Ты будешь со мной в моем одиночестве.

Понимаешь?

Я покачала головой. Нужно было немалое мужество, чтобы рискнуть на это немое возражение, видя, как он все больше волнуется.

Он бегал по комнате, но тут вдруг остановился, словно прикованный к месту.

Он посмотрел на меня долгим и пристальным взглядом. Я ответила глаза, уставилась на огонь и постаралась принять спокойный и уверенный вид.

- Вот уже опять задоринка в нелегком характере Джен, - сказал он наконец и притом более спокойно, чем можно было ожидать, судя по его виду.

- Шелковая нить до сих пор скользила ровно, но я знал, что рано или поздно появится узелок и начнутся всякие затруднения. И вот они.

Тысячи поводов для недоразумений, отчаяния и бесконечных тревог.

Клянусь богом, надо быть каким-то Самсоном, чтобы распутать эти узлы!

Он снова заходил по комнате, но затем остановился прямо передо мной.

- Джен, ты хочешь послушаться здравого смысла? (Он наклонился и приблизил губы к моему уху.) Потому что, если ты не захочешь, я на все пойду.

- Его голос был хриплым, его взгляд - взглядом человека, готового разорвать нестерпимые оковы и дать волю своей необузданности.

Я поняла, что еще мгновение, еще один бешеный порыв, и я уже не смогу справиться с ним.

Только сейчас, вот в эту ускользающую секунду, я еще имею возможность подчинить его своей воле и удержать. Одно движение вражды, испуга, бегства - и все для меня и для него будет кончено.

Но я ничуть не испугалась.

Я чувствовала присутствие какой-то особой внутренней силы, какого-то таинственного воздействия, которое поддерживало меня.

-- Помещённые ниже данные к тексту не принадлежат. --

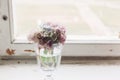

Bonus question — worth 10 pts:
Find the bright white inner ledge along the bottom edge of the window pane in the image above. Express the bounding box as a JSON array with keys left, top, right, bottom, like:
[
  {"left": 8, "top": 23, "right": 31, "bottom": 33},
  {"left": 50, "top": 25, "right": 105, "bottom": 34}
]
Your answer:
[{"left": 12, "top": 35, "right": 120, "bottom": 44}]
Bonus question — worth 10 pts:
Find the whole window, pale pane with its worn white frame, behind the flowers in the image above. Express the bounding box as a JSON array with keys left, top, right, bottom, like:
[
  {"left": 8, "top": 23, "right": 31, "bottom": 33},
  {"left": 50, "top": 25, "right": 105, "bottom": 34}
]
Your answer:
[{"left": 0, "top": 0, "right": 120, "bottom": 56}]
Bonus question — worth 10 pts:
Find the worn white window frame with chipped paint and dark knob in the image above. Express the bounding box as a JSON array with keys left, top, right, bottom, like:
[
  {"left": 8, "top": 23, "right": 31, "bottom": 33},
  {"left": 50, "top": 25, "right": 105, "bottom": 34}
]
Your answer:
[{"left": 0, "top": 0, "right": 120, "bottom": 56}]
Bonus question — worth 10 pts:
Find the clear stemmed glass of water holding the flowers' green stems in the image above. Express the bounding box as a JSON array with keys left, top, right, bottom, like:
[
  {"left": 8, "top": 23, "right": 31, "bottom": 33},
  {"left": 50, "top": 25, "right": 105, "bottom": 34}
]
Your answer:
[{"left": 36, "top": 44, "right": 62, "bottom": 80}]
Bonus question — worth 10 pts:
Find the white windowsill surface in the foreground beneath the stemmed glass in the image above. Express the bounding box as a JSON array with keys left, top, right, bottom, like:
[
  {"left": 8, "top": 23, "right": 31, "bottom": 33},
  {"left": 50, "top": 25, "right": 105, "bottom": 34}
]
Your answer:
[{"left": 0, "top": 60, "right": 120, "bottom": 80}]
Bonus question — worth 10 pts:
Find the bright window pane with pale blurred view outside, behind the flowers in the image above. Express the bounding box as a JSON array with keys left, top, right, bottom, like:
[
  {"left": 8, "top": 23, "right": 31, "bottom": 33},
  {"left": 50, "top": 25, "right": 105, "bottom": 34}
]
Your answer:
[{"left": 12, "top": 0, "right": 120, "bottom": 39}]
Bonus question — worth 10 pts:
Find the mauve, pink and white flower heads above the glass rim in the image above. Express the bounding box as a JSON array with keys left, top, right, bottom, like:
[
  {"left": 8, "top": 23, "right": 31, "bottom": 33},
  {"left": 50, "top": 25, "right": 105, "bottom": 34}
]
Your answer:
[{"left": 28, "top": 23, "right": 66, "bottom": 48}]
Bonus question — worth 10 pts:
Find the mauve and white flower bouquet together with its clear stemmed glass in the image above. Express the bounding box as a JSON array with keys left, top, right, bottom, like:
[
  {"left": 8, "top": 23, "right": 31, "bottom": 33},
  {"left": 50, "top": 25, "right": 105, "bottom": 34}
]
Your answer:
[{"left": 28, "top": 22, "right": 66, "bottom": 80}]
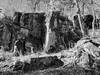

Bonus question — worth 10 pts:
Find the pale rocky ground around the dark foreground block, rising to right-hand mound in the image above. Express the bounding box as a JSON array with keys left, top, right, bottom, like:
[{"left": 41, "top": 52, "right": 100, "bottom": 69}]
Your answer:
[{"left": 0, "top": 31, "right": 100, "bottom": 75}]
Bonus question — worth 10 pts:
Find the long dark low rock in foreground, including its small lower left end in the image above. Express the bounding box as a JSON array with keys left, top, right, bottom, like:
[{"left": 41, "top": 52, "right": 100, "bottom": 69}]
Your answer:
[{"left": 13, "top": 56, "right": 64, "bottom": 72}]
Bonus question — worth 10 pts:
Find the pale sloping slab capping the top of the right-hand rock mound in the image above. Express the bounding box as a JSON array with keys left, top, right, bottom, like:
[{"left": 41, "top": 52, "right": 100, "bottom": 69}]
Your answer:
[{"left": 75, "top": 39, "right": 100, "bottom": 58}]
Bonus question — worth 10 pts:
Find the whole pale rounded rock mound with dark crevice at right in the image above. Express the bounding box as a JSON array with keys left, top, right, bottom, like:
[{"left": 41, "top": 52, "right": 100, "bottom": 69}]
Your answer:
[{"left": 76, "top": 39, "right": 100, "bottom": 69}]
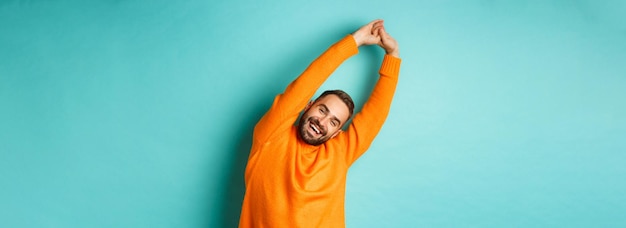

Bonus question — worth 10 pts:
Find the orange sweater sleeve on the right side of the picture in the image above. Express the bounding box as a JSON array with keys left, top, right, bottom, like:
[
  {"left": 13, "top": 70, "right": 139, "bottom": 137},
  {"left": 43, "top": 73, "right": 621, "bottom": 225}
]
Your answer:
[{"left": 340, "top": 55, "right": 401, "bottom": 165}]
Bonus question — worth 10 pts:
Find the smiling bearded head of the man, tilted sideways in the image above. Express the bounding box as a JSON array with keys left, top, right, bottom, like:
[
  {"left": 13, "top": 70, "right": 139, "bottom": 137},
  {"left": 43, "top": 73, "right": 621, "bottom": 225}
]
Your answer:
[{"left": 298, "top": 90, "right": 354, "bottom": 146}]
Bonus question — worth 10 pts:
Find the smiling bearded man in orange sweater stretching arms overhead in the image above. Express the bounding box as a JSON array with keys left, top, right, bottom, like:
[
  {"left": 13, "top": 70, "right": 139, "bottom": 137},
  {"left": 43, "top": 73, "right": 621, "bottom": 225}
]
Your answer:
[{"left": 239, "top": 20, "right": 401, "bottom": 227}]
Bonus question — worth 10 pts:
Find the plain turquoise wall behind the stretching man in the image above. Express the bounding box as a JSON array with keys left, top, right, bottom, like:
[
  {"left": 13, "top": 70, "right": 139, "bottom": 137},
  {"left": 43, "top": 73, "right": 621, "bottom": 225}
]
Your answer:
[{"left": 0, "top": 0, "right": 626, "bottom": 227}]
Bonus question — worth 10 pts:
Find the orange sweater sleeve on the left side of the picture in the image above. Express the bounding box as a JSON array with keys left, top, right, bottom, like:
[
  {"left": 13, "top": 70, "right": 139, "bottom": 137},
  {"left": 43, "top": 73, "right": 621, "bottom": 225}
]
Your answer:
[{"left": 251, "top": 35, "right": 358, "bottom": 147}]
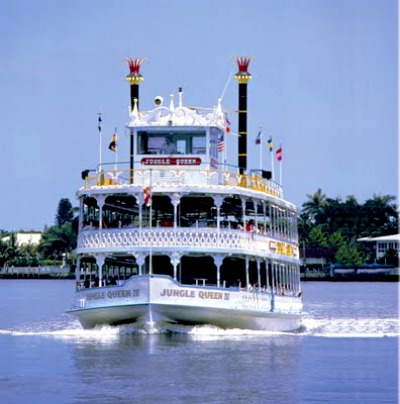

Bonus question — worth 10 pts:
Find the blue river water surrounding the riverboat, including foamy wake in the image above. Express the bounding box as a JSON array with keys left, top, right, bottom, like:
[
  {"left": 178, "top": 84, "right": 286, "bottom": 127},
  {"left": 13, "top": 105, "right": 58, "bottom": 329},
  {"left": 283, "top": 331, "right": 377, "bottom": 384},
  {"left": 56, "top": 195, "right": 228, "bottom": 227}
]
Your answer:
[{"left": 0, "top": 280, "right": 399, "bottom": 404}]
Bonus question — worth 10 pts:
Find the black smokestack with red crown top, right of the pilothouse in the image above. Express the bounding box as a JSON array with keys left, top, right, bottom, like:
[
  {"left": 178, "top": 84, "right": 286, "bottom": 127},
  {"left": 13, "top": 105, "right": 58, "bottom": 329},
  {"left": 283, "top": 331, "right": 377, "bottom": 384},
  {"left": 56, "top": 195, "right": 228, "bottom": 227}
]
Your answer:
[{"left": 234, "top": 56, "right": 253, "bottom": 174}]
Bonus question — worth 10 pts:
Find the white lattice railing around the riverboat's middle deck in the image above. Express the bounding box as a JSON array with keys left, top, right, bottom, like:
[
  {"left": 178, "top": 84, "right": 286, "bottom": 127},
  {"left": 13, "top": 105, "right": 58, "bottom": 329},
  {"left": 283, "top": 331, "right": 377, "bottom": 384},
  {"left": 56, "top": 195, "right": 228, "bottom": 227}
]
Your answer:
[{"left": 77, "top": 227, "right": 298, "bottom": 257}]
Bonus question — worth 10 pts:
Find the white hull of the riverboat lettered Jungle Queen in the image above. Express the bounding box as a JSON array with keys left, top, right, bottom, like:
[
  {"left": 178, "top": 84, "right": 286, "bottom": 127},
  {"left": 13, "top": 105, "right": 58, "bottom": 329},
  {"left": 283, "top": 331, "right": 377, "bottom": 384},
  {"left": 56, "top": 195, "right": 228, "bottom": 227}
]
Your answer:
[{"left": 70, "top": 275, "right": 302, "bottom": 331}]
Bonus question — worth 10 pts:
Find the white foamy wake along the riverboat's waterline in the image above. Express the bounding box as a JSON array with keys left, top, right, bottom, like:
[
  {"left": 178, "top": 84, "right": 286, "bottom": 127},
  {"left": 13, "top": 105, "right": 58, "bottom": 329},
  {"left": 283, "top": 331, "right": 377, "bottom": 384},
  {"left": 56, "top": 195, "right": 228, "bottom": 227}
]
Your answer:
[{"left": 0, "top": 318, "right": 400, "bottom": 343}]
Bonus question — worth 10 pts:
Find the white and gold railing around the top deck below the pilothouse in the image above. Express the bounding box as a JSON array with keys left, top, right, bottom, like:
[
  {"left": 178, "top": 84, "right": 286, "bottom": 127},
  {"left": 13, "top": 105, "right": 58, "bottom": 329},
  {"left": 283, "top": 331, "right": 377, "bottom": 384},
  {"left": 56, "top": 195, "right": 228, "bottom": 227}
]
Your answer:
[{"left": 85, "top": 166, "right": 283, "bottom": 198}]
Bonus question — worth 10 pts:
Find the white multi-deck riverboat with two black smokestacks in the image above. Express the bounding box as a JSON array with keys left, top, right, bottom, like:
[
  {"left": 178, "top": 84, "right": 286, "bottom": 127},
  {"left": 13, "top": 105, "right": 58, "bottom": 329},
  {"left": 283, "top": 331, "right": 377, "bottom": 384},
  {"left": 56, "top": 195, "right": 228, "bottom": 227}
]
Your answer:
[{"left": 69, "top": 58, "right": 302, "bottom": 331}]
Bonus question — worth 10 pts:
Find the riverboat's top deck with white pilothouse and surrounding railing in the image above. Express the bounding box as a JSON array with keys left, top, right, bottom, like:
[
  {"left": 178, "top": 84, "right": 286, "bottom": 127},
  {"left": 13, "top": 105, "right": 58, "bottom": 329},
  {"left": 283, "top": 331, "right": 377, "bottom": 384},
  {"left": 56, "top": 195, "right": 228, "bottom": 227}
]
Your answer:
[{"left": 81, "top": 91, "right": 283, "bottom": 204}]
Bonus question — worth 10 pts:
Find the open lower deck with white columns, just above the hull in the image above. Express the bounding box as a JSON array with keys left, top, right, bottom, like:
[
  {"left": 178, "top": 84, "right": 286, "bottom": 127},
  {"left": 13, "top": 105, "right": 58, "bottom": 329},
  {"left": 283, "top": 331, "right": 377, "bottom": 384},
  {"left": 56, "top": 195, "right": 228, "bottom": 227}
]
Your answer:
[{"left": 76, "top": 253, "right": 301, "bottom": 296}]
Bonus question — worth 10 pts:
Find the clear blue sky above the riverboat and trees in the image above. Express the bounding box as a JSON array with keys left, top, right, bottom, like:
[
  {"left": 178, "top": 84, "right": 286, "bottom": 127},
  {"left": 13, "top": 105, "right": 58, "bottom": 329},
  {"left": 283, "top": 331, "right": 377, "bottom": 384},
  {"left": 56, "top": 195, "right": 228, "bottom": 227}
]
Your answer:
[{"left": 0, "top": 0, "right": 398, "bottom": 230}]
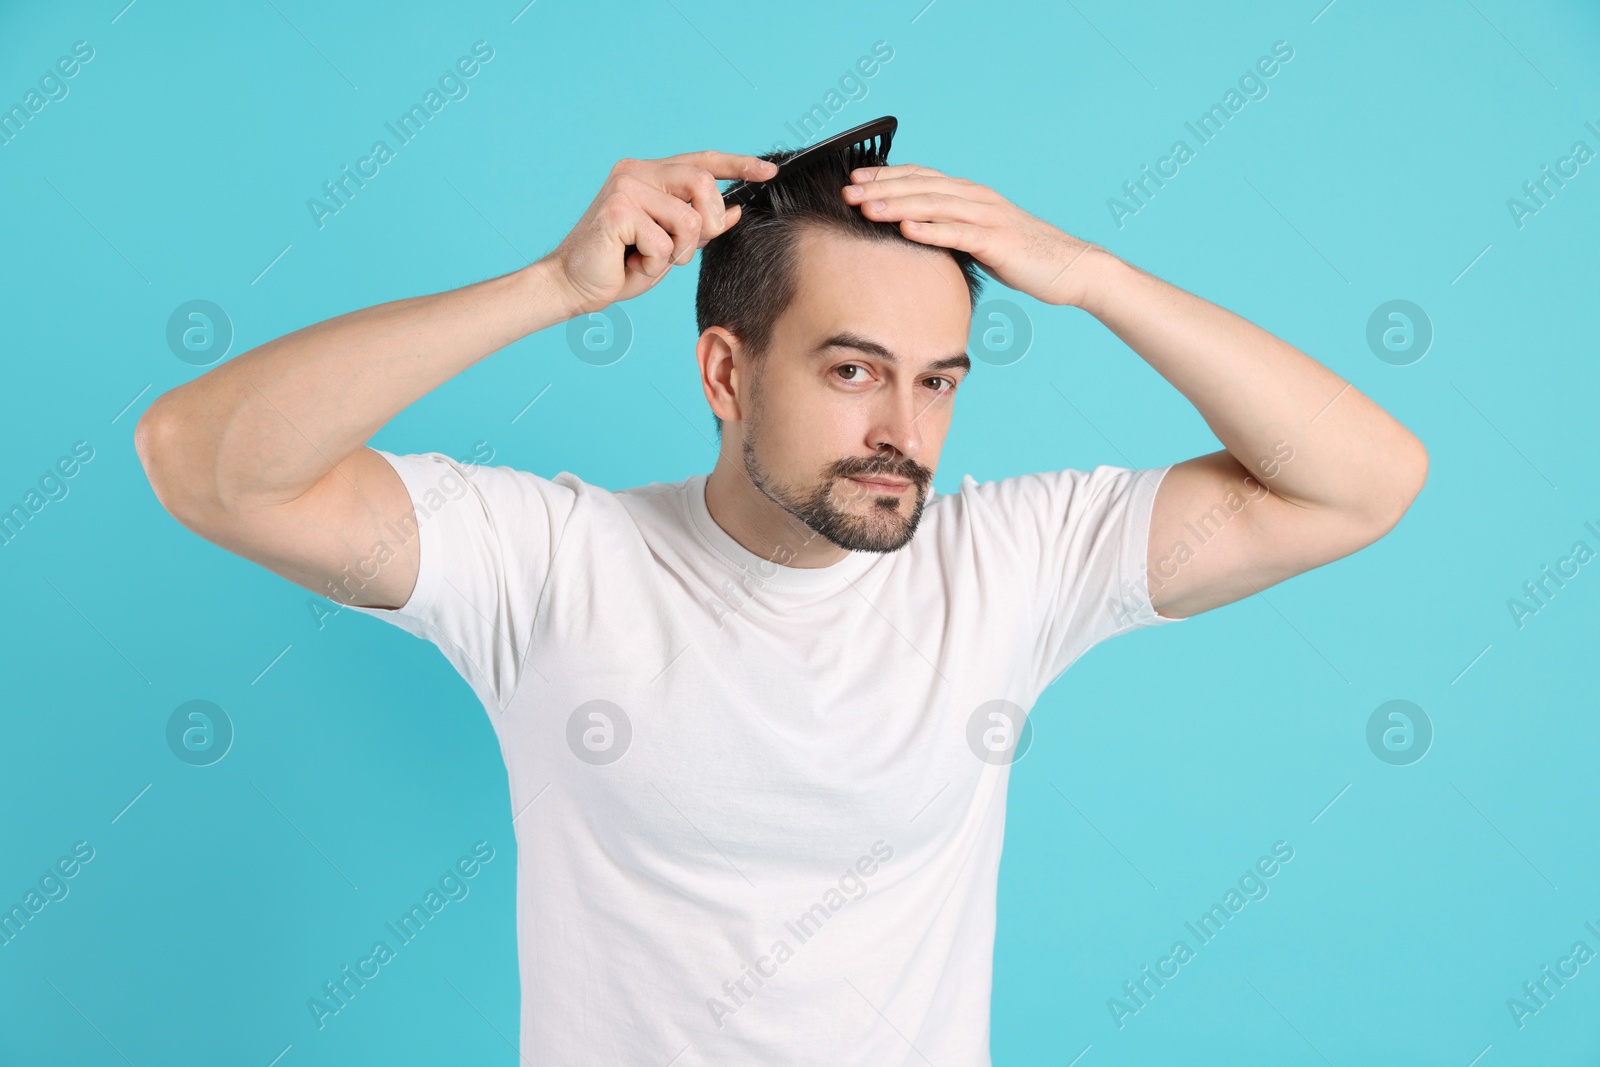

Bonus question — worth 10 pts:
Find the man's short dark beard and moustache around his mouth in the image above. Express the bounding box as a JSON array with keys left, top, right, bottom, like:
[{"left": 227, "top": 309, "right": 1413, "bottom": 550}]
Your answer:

То была поистине критическая минута, но она была не лишена своеобразного очарования, такого, какое, может быть, испытывает индеец, когда мчится в своей пироге по речной стремнине.

Я взяла его стиснутые руки, расправила судорожно сведенные пальцы и мягко сказала:

- Сядьте. Я буду говорить с вами, сколько вы захотите, и выслушаю все, что вы собираетесь сказать, - и разумное и неразумное.

Он сел, но все еще молчал.

Я давно уже боролась со слезами, зная, что ему будет неприятно видеть меня плачущей.